Continuing the Wal-Mart|P&G|Gillette conversation ... today’s Wall Street Journal front page story (sub. req’d) focused on the role Wal-Mart may have played in the P&G/Gillette merger. Snippets from the story include:
For P&G and Wal-Mart, "it's a lot like a marriage," says Lou Pritchett, who, as P&G vice president of sales, met with Wal-Mart founder Sam Walton to establish the companies' relationship in 1987. "Sometimes you want to slice each other's throats, and there are other times when it's a love-in."Fully 17%, or $8.7 billion, of P&G's $51.4 billion in sales come from Wal-Mart's 5,100 stores world-wide. The companies link their computer systems and share sales data and marketing plans. One of P&G's largest offices outside its Cincinnati headquarters is in Fayetteville, Ark., down the road from Wal-Mart headquarters. The two companies cozy up to each other, only at times to pull back and compete fiercely.
Being the best-selling brand is always a goal for consumer-products companies. But it has become a matter of survival as Wal-Mart has become a bigger player in the world of retail. Wal-Mart is brutally focused on stocking only a few brands on its shelves. Moving products quickly through its stores is crucial to the company's profitability, so Wal-Mart swiftly abandons products that aren't selling well.

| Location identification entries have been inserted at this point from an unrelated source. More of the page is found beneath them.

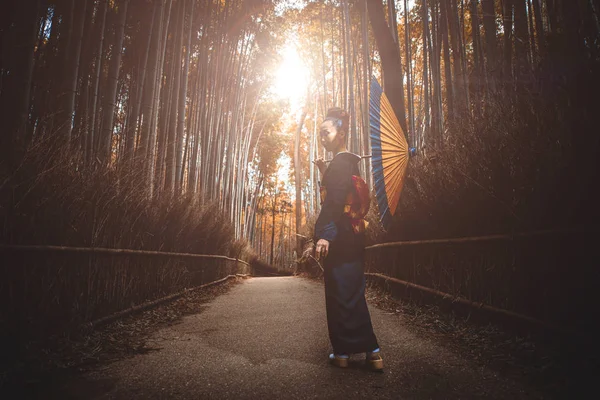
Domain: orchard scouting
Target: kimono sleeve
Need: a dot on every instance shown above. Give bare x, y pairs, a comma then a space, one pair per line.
338, 182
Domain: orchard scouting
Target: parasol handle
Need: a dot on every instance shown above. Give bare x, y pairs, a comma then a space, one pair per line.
365, 156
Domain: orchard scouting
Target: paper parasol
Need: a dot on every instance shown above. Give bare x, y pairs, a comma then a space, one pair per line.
390, 153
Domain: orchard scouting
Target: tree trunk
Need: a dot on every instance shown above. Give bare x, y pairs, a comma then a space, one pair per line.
298, 179
110, 97
72, 71
521, 39
507, 13
182, 105
16, 84
390, 60
489, 26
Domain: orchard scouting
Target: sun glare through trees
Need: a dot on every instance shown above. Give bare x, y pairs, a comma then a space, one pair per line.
192, 126
292, 78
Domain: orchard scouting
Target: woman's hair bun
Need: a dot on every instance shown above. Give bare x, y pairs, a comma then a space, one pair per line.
340, 114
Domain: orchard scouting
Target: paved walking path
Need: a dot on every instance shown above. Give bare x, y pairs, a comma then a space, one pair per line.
267, 339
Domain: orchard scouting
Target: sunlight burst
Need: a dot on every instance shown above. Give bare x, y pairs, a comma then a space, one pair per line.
292, 77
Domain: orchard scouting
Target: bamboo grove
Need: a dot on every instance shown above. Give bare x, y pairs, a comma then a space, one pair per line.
168, 88
449, 67
175, 89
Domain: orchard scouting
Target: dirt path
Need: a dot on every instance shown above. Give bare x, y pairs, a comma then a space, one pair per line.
267, 339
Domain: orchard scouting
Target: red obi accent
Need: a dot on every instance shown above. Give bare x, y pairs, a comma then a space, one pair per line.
357, 203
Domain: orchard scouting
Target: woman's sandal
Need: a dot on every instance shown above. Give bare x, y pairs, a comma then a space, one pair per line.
374, 361
340, 361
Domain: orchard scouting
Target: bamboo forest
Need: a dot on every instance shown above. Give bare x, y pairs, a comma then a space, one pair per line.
153, 147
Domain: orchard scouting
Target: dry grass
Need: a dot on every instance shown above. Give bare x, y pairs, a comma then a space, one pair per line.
48, 200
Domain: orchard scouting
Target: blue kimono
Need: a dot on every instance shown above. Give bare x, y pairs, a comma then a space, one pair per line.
348, 318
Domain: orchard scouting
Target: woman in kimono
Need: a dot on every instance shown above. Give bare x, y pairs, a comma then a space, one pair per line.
340, 243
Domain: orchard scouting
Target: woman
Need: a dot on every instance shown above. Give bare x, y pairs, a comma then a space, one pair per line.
340, 243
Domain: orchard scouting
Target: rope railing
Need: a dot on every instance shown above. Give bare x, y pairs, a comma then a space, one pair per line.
108, 251
475, 238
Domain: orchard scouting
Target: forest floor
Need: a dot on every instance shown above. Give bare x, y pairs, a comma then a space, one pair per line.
267, 338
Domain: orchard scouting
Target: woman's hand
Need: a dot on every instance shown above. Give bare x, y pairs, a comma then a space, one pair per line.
322, 249
321, 164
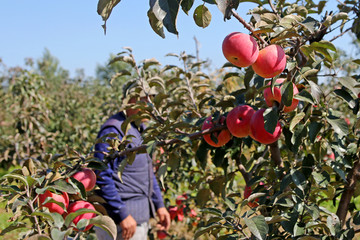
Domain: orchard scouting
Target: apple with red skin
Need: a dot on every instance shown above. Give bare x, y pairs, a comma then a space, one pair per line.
179, 199
270, 62
240, 49
238, 120
222, 136
275, 96
258, 132
87, 177
161, 234
75, 206
173, 212
247, 193
53, 207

For both P&G and Gillette, Wal-Mart is the largest single seller of their products. It accounts for 13% of Gillette's $9.25 billion in annual sales. P&G's sales at Wal-Mart traditionally have grown faster than its total company growth rate, which was 19% in its last fiscal year, ended June 30.
P&G's acquisition was not driven by a desire to have greater leverage with Wal-Mart, Mr. Lafley said in an interview Friday. Asked if the balance of power has shifted to suppliers, he likes to reply, "The power has shifted to the consumer." P&G says it offers the same programs to all its suppliers and doesn't give any special treatment to Wal-Mart.
Wal-Mart has even lately worried about suppliers becoming too reliant on it, noting that any time companies rely too much on each other, they inherit all the risks of the other.